His days were the best of all times during the worst of all times.

He not only talked the good talk, as they say these days, but he walked the good walk. His programs – social security, Wall Street reform, and a myriad of alphabet agencies – brought the country back onto its feet. During the war his decisive leadership guaranteed an Allied victory against evil in Europe and Asia.

He holds a hallowed place in my mind. No president since faced as many dreadful challenges as FDR. I consider him among the five greatest presidents ever – George Washington, Thomas Jefferson, Abraham Lincoln, and Theodore Roosevelt are the other four. We will not see his likes again.

It is for that reason that I am uncomfortable with the fact that the nation celebrates King’s birthday and not FDR’s. No question that King was a great man and served this nation well. But his accomplishments were almost entirely in one important field. He helped destroy the ugly barriers to black equality in the country. That is good.

When compared to the worldwide accomplishments of FDR however, he stands some distance behind in achievements. Somehow FDR’s greatness was lost in the post WWII years as American politics was tangled with awkward partisanship, a series of petty wars and the civil rights movement.

MLK has roads and schools in practically every major city named for him. That is fine. But most of the edifices named Roosevelt were dedicated to the memory of Theodore, not Franklin, except for the East Side Highway in New York City and state parks in Georgia and New York.

Shouldn’t we honor the greatest president in the last century with something more – at least make his birthday, January 30, a national holiday?

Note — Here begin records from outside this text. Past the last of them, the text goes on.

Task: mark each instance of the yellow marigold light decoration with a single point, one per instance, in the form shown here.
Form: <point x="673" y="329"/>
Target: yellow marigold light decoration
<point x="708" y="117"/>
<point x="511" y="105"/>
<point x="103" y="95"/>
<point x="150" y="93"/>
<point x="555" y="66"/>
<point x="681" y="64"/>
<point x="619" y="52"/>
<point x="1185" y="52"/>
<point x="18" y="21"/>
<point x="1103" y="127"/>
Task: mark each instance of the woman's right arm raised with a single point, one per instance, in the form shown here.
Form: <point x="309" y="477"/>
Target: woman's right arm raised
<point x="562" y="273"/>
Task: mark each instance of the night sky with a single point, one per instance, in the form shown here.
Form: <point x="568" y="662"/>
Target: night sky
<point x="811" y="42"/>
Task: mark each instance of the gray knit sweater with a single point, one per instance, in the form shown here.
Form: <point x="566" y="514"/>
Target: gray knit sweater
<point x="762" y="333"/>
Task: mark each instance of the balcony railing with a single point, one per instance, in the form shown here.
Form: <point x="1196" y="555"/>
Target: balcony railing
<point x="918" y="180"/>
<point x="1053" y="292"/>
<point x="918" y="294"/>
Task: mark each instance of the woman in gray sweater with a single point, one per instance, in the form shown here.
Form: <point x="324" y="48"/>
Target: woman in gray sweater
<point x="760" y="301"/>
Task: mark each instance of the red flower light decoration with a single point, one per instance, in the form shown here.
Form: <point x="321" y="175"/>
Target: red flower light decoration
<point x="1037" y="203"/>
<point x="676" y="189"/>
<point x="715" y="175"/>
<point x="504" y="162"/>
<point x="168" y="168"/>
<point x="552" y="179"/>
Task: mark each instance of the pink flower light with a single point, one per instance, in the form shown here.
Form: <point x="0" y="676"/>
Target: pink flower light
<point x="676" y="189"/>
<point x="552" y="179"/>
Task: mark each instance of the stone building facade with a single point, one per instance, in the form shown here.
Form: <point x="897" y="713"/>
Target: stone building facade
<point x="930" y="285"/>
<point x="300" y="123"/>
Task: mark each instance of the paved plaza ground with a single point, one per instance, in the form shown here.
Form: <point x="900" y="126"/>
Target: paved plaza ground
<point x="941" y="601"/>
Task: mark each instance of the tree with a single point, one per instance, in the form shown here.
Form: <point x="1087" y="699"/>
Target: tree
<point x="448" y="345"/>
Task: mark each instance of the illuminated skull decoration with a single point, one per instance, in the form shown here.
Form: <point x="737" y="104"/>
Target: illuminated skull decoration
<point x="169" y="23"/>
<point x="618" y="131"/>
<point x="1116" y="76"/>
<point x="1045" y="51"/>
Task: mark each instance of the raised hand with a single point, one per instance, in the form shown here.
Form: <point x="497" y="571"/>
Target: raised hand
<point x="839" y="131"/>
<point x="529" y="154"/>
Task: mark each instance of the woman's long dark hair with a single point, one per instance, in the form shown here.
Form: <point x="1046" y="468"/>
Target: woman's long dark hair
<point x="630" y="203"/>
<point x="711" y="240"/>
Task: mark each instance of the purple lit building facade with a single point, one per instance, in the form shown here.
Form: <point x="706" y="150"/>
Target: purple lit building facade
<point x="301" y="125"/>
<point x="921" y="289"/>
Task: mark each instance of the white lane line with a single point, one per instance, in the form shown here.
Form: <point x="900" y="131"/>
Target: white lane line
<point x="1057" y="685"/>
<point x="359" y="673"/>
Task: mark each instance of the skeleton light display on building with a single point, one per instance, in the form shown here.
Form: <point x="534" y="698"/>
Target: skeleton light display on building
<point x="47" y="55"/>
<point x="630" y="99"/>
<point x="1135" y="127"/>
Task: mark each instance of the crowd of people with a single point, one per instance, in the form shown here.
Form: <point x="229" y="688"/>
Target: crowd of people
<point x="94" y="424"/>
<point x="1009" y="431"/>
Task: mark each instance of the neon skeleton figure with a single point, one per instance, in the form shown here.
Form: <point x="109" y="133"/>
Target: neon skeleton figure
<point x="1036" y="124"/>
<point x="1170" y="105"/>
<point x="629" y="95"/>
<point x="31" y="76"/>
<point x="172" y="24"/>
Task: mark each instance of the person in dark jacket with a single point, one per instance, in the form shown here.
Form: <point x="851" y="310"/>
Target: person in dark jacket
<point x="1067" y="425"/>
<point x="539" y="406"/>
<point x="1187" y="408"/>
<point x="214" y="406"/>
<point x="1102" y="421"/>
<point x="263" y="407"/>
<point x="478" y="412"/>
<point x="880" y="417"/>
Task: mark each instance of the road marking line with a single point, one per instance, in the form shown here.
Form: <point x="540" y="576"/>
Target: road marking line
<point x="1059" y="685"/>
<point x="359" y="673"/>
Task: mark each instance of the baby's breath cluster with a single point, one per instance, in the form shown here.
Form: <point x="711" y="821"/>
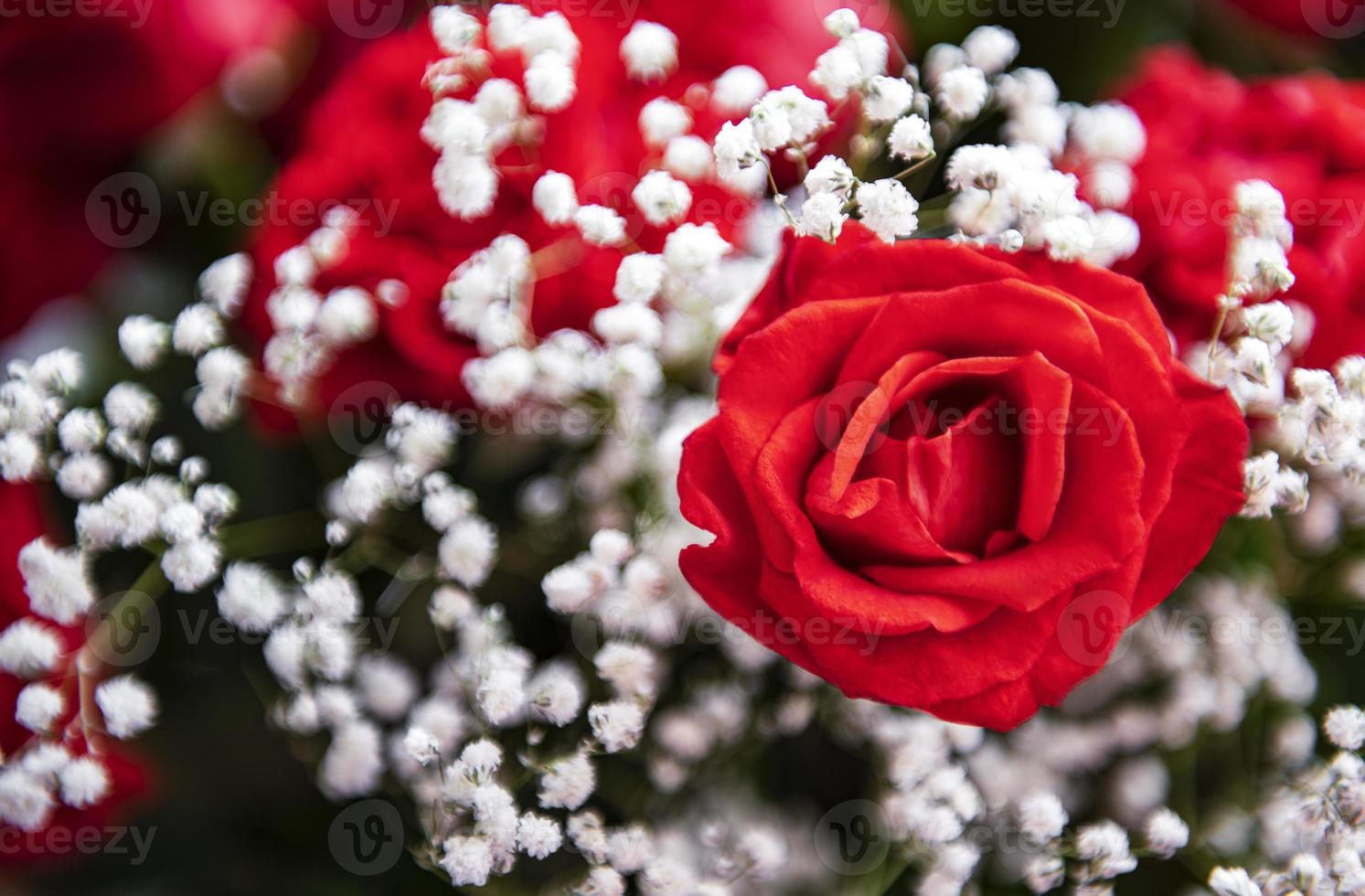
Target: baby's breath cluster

I am reminded of the story often told about the man standing on the roadside as the FDR funeral cortege passed. The man was weeping profusely as though he had lost a member if his family. A passerby noticed the crying man and asked, “Did you know the president?” The tear-drenched man said, “No, but he knew me.”

There are not many presidents who could have elicited such a response.

2 comments:

Anonymous said...

Bravo to Citizen Klein, whoever you are. You are gifted with the ability to sift through sands of time and remind us of what we may have forgotten.

Tom Range, Sr. said...

The best the country has been able to do is the FDR Memorial in DC.

With the tea partyers in control, it's unlikely that a day honoring that liberal, socialist, share-the-wealth, Communist will be established.